I’ve got a theory.
Couldn’t help it.
No, I really do have a theory. It’s that Supernatural and Buffy have a huge amount in common as TV shows – besides the obvious escapist ghosty-vampirey-paranormalish stuff. And that, actually, they say an awful lot about us: the generation (I’m using this in a fairly broad sense, but bear with me) who watches them.
Both know that their audience is familiar with horror; has grown up watching it, reading it… stealing our parents’ Stephen Kings to read in secret, sneaking viewings of Amityville Horror or the Exorcist, Nightmare on Elm Street and Halloween. We know all the lines. We know the twists, we know the tropes. It’s why Scream was so successful: it’s because we’ve spent our teenage years telling pretty girls not to go up the stairs, or screaming at the jock not to go and get that beer…
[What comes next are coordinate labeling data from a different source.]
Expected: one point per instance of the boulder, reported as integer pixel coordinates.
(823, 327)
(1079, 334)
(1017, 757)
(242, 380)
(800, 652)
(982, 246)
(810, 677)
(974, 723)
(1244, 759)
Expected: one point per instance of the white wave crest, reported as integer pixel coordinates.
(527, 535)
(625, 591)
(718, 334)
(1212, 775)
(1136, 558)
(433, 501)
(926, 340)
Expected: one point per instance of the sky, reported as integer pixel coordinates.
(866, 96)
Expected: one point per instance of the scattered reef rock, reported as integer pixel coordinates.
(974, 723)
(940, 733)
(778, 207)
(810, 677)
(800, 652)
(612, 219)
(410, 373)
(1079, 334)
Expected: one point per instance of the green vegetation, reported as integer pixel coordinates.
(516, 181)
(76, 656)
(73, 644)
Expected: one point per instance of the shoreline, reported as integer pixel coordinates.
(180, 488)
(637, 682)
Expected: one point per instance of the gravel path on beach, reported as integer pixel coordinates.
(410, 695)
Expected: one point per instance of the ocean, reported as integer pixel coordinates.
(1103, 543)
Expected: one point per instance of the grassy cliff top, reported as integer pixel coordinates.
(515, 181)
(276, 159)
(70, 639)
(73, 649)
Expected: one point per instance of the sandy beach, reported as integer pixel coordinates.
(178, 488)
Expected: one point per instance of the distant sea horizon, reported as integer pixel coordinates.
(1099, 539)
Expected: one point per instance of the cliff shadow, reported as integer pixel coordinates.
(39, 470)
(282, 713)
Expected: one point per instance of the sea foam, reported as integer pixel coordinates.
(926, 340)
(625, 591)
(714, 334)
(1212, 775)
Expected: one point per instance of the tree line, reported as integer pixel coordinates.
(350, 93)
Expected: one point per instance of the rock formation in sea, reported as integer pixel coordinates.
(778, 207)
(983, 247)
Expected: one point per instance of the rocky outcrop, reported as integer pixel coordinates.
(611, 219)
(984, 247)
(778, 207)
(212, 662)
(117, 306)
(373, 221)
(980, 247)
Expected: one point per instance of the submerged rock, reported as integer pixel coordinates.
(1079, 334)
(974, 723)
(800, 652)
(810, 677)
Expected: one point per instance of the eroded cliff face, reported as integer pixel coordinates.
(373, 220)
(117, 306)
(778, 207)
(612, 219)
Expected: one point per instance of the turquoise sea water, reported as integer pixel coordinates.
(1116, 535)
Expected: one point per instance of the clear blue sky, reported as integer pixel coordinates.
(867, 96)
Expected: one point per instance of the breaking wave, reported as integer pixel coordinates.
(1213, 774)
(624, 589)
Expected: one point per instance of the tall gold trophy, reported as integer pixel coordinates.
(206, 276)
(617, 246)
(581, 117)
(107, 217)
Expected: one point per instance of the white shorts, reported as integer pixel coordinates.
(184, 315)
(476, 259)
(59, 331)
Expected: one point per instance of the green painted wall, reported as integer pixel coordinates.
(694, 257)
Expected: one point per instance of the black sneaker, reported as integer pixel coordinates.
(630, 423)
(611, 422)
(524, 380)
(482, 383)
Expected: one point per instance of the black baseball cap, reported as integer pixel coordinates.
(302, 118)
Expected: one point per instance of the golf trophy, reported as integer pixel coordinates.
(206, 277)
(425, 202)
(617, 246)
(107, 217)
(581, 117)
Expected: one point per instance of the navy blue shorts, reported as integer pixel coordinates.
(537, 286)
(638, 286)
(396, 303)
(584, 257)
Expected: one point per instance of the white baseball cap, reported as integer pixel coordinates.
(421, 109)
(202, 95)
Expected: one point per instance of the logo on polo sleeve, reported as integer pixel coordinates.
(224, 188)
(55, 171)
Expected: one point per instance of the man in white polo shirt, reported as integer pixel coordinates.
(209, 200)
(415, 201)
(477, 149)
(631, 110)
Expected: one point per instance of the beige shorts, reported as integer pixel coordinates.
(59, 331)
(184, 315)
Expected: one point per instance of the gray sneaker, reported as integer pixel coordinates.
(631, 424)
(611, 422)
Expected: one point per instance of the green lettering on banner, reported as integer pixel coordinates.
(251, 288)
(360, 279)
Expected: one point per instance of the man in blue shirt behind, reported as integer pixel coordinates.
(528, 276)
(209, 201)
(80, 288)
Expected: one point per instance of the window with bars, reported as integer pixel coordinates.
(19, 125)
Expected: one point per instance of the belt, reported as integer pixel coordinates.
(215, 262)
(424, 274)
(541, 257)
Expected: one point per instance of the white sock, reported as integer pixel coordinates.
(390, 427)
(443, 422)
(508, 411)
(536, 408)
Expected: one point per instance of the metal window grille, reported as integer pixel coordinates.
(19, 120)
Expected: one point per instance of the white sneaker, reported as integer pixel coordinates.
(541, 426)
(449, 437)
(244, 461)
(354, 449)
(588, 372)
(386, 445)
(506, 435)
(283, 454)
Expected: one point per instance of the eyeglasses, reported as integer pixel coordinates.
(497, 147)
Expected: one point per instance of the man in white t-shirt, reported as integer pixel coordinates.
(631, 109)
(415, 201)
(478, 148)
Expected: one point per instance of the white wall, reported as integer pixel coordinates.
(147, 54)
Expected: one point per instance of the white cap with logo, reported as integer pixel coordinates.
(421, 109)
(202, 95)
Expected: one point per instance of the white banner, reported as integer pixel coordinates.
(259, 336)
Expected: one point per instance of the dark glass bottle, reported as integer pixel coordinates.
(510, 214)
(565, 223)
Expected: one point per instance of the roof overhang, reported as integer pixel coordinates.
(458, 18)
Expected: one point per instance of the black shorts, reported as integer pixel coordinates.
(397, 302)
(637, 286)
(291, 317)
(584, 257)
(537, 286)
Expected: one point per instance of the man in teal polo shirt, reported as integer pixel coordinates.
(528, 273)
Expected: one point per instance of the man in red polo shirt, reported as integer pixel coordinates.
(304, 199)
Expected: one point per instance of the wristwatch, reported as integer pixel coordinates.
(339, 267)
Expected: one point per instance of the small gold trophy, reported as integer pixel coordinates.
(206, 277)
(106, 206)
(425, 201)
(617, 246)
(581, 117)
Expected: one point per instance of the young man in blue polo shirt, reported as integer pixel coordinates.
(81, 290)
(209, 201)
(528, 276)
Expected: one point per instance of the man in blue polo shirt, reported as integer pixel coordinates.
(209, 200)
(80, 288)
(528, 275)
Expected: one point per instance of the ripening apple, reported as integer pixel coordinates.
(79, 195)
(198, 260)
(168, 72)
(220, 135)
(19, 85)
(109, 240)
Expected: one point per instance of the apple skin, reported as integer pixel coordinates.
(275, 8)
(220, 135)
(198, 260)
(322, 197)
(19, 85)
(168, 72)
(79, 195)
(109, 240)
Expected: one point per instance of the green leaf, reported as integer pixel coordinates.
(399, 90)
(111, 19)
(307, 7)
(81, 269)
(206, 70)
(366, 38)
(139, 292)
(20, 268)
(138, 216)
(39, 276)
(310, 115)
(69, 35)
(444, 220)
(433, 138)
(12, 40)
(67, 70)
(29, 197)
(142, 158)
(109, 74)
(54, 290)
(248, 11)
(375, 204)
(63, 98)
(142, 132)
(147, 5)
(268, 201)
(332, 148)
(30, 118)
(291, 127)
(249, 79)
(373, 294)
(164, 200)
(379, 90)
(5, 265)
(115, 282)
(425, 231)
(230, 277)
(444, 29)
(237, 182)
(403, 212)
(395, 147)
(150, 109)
We were jaded before we hit 15. Christ, we were probably jaded before we hit 12.
Both Buffy and Supernatural grew out of this. They took our confidence that we knew it all and they played with it, and came back at us with added snark.
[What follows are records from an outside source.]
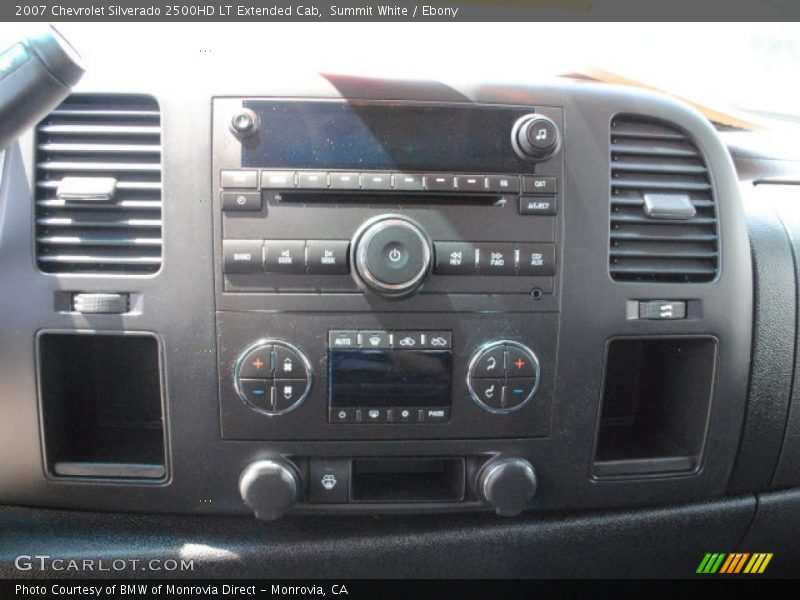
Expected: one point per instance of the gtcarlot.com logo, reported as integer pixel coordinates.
(45, 562)
(734, 563)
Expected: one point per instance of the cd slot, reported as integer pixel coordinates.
(296, 197)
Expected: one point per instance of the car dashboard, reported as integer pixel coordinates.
(340, 304)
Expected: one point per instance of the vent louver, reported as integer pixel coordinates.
(663, 208)
(98, 186)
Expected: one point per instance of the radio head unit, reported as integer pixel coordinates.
(362, 201)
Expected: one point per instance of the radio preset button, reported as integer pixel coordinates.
(440, 183)
(312, 180)
(374, 339)
(537, 259)
(533, 184)
(344, 181)
(503, 183)
(343, 339)
(537, 205)
(242, 256)
(454, 258)
(408, 182)
(490, 364)
(257, 364)
(232, 201)
(327, 257)
(280, 180)
(471, 183)
(376, 181)
(239, 179)
(496, 259)
(285, 256)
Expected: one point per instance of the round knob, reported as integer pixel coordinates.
(392, 255)
(535, 137)
(270, 487)
(508, 485)
(244, 123)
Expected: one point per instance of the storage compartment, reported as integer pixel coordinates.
(408, 480)
(101, 405)
(656, 400)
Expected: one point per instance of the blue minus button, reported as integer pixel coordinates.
(520, 389)
(257, 392)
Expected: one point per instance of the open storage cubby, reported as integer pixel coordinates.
(656, 401)
(101, 404)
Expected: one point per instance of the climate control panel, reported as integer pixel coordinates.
(273, 377)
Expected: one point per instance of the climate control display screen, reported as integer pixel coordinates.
(391, 380)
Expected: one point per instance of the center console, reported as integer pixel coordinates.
(387, 271)
(378, 297)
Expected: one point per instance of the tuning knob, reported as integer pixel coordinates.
(392, 256)
(535, 137)
(508, 485)
(270, 487)
(244, 123)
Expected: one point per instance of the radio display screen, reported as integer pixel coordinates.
(374, 136)
(390, 378)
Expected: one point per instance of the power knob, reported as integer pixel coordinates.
(270, 487)
(535, 137)
(508, 485)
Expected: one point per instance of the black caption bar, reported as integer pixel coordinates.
(400, 10)
(349, 589)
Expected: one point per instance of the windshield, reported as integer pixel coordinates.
(751, 67)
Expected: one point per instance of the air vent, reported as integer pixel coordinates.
(663, 209)
(98, 186)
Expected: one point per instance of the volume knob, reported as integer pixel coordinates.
(535, 137)
(508, 485)
(270, 487)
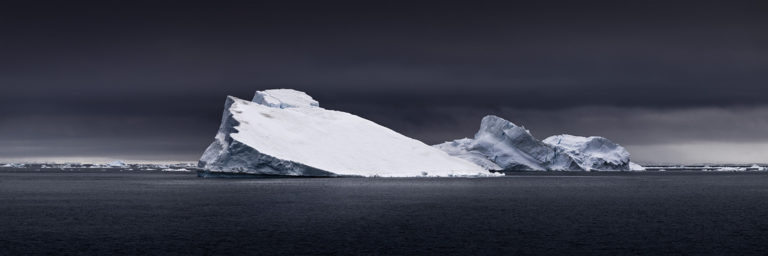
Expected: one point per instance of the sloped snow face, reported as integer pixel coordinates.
(592, 153)
(284, 98)
(460, 148)
(298, 139)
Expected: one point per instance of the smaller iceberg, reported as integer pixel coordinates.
(117, 164)
(501, 145)
(592, 153)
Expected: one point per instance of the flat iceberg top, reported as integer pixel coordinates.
(284, 98)
(335, 141)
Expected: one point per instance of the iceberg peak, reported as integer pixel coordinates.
(284, 98)
(501, 145)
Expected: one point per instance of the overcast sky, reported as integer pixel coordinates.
(673, 81)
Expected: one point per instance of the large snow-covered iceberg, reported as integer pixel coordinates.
(286, 132)
(502, 145)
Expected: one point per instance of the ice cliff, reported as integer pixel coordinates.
(286, 132)
(502, 145)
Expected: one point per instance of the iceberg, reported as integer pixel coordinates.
(117, 164)
(285, 132)
(501, 145)
(592, 153)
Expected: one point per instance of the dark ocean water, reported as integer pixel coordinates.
(119, 213)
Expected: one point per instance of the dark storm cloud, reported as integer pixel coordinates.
(152, 76)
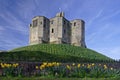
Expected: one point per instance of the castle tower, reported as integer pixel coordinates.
(57, 30)
(78, 33)
(39, 30)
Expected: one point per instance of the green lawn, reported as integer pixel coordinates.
(53, 52)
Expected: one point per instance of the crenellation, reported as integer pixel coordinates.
(57, 30)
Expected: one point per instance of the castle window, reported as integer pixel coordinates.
(35, 23)
(74, 23)
(52, 30)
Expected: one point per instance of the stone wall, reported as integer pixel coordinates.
(57, 30)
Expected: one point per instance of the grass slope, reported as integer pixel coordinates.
(53, 52)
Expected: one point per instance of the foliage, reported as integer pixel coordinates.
(53, 52)
(77, 70)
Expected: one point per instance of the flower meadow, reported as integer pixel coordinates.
(59, 70)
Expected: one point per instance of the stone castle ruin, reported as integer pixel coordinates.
(57, 30)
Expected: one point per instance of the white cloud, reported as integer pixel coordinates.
(14, 22)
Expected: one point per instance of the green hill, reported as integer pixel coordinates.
(53, 52)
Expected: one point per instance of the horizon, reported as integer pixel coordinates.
(101, 21)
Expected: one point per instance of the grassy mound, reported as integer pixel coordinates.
(53, 52)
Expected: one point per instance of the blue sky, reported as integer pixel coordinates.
(102, 19)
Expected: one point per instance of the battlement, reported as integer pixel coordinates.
(57, 30)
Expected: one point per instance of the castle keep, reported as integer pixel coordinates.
(57, 30)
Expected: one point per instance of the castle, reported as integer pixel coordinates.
(57, 30)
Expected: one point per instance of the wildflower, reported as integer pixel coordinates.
(88, 66)
(57, 64)
(93, 64)
(78, 66)
(99, 64)
(111, 68)
(82, 64)
(73, 64)
(36, 67)
(105, 67)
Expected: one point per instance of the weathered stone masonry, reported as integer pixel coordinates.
(57, 30)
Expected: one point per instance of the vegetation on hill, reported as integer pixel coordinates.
(53, 52)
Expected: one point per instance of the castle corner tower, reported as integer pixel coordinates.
(57, 30)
We know the rule about the blonde cheerleader in the horror movie: she’s always the first to get Monstered. Except, in Joss Whedon’s world, it’s the monsters who have something to fear.
We never believed in Ouija boards, but we sure as hell believed the story about theaxeman on the roof. Urban legends were our bedtime stories: “the call is coming from inside the house“, the serial killer on the doorstep… Supernatural (particularly the early seasons of the show) wraps this up in the small-town Americana that seemed so exotic when you’re from even smaller-town Wales.
And, had both shows stuck to this formula, they would have foundered. What they did was to become more. Look, you’re dealing with vampires, urban legends, ghosts, werewolves… you’ve got the audience suspending their disbelief even before the titles have rolled. Use it. Make the most of it. Talk about the Big Stuff: the life and death stuff, the relationship stuff, the what’s-it-all-about stuff, the free will and destiny stuff… all of it.
Both shows stepped up.
Both shows deal with death – which many of us are likely to have to face, really face, for the first time in our late teens or twenties. Major characters have to come to terms with the death of people they love. Major characters die.
They deal with growing up: emotionally, physically, practically. They deal with accepting responsibility. They deal with dreams denied and false hopes; with triumph and disaster.
They deal with relationships (has any show ever managed a more literal version of the two-sided boyfriend than Buffy, whose beau really did turn evil after she slept with him?) and with isolation–real or perceived: the real loneliness of the Winchester brothers against the institutionalised cliqueyness of Sunnydale High. Buffy dealt with doping,bullying and even that most shocking of subjects, a high-school shooting in Earshot, a Jane Espenson*-written episode. Supernatural, ever mindful of its older demographic, has covered (amongst other things) the spectre of unexpected parenthood and addiction & intervention.
They deal with family–family which we recognise as being flawed and imperfect and all the more real for it.
Take Buffy as a case in point: it was about friends as family. Sure, Buffy has actual blood-family (who were used to great effect several times throughout the run of the show: let’s not forget The Body, or the importance of Dawn…) but it’s her friends who become her real family, the ones she turns to.
Supernatural is about two brothers: two brothers who are barely on speaking terms in the pilot – but who are drawn closer through their shared experiences, their losses and gains. They are family, and family is all they have–and family is the burden they have to bear for good or ill.
Both versions resonate with us.
The characters become our avatars, our totems. They all have baggage, they all have strengths and weaknesses. Just like us. They talk like us. They dress like us (or, more usually, like the cooler versions of us).
We feel for Buffy and the Scooby Gang because we recognise them. We know them. We all know which of them we would be, which of them we empathise with. The same goes forSupernatural: you know which side of the Winchester line you stand on–and the writers are savvy enough to understand that, and will quite happily go meta on us, making us even slightly uncomfortable about how we see the characters.
It’s not the supernatural which keeps us watching these shows. It’s a great setting, one which keeps them from getting over-earnest (how can you, when you’ve got a demon turning everything into a musical number, particularly in such a thematically dark episode… or when your protagonists find themselves gatecrashing their own convention?) but for all the horror trappings, that’s not what they’re about.
These are two shows which use paranormal as a device to show us how we build our families, however fractured or unlikely they are; how we live our lives and align our moral compasses. They’re character shows, and these are relationships we understand and believe in.
All the ghosts and the ghouls and the things that go bump in the night are just window dressing, a facade of escapism. Ultimately, these are shows about us. We see that, and that’s why we fall for them as heavily and as deeply as we do.
You see? When we watch these shows, we realise it’s not just us.
* a perpetual blog-favourite, naturally.